Uno de esos enclaves que se convierte cada año, también este, en una buena opción para darse un refrescante baño en jornadas de calor se encuentra en el Concello de Oia y en plena Serra da Groba. Se trata de las Pozas de Mougás, un espacio para el que es necesario hacer un recorrido a pie para poder llegar. Un esfuerzo físico que se ve recompensando por la belleza de este rincón del sur de Galicia y que lo convierten en un gran atractivo para una escapada de un día.

El río Peito y sus afluentes son los grandes culpables de la existencia de las Pozas de Mougás. A lo largo de su recorrido combinan la velocidad y la fuerza de sus cascadas con la tranquilidad que ofrecen las diferentes pozas, de aguas cristalinas y convertidas en un lugar ideal para el baño. Se encuentran en el trayecto de la conocida como "Ruta Máxica de Oia" y están cerca de restos arqueológicos como los petroglifos de O Pousiño, entre otros. 

La más conocida es la denominada como "Poza Grande", a la que se llega tras descender por una bella cascada en este espacio natural del Concello de Oia. Se encuentran todas ellas en un enclave natural de gran belleza, lo que permite disfrutar, además de ese refrescante baño, de un agradable paseo por una zona de un gran valor paisajístico. Además, para aquellas personas que vayan pensando en disfrutar de una jornada completa, también dispone cerca de un merendero con sillas y mesas en el que poder hacer un tranquilo picnic con amigos o familiares. 
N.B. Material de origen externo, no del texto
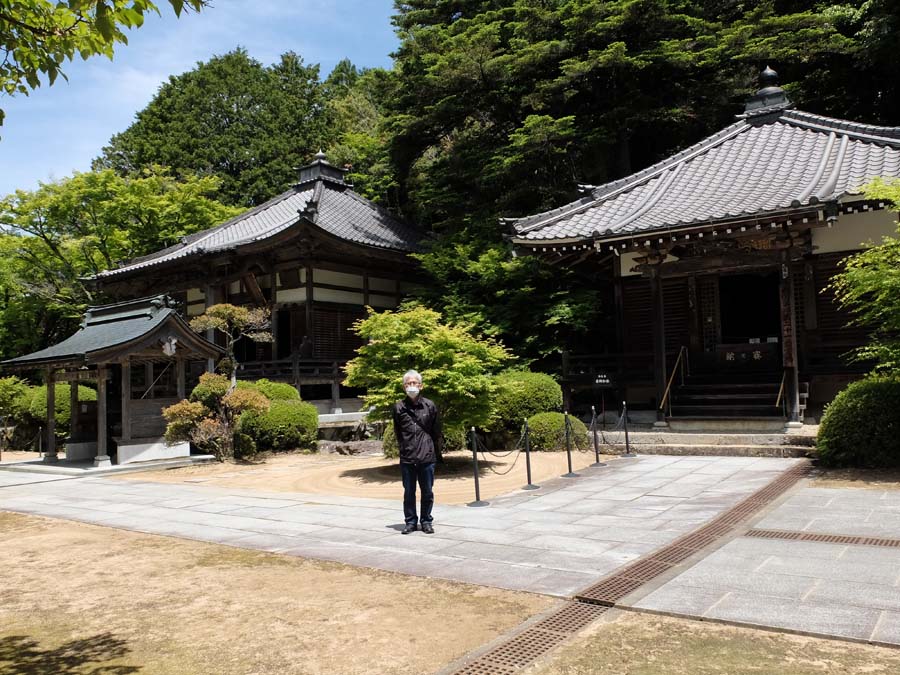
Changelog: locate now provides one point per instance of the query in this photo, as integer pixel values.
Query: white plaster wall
(330, 295)
(379, 284)
(337, 278)
(292, 295)
(382, 300)
(853, 230)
Cómo llegar a las conocidas Pouzas de Mougás

Para poder llegar hasta las Pozas de Mougás habrá que hacer un pequeño recorrido, no del todo sencillo pero que es asequible para cualquier persona y que está debidamente señalizado. Desde la PO-552, debemos tomar el desvío hacia Mougás y Viladesuso, aunque en el indicador están perfectamente señalizadas también las pozas. A partir de ahí, iniciaremos un ascenso en el que dejaremos atrás la ciclovía y la iglesia parroquial de Santa Uxía de Mougás. Unos metros antes de llegar al picadero de caballos, aparecerá ante nosotros el desvío hacia las pozas, un trazado forestal sin asfaltar. Desde ese lugar habrá que recorrer un poco más de dos kilómetros para llegar al destino y disfrutar de la belleza y de las aguas cristalinas de las pozas de Mougás. Lo recomendable es hacer esta última parte del trayecto andando.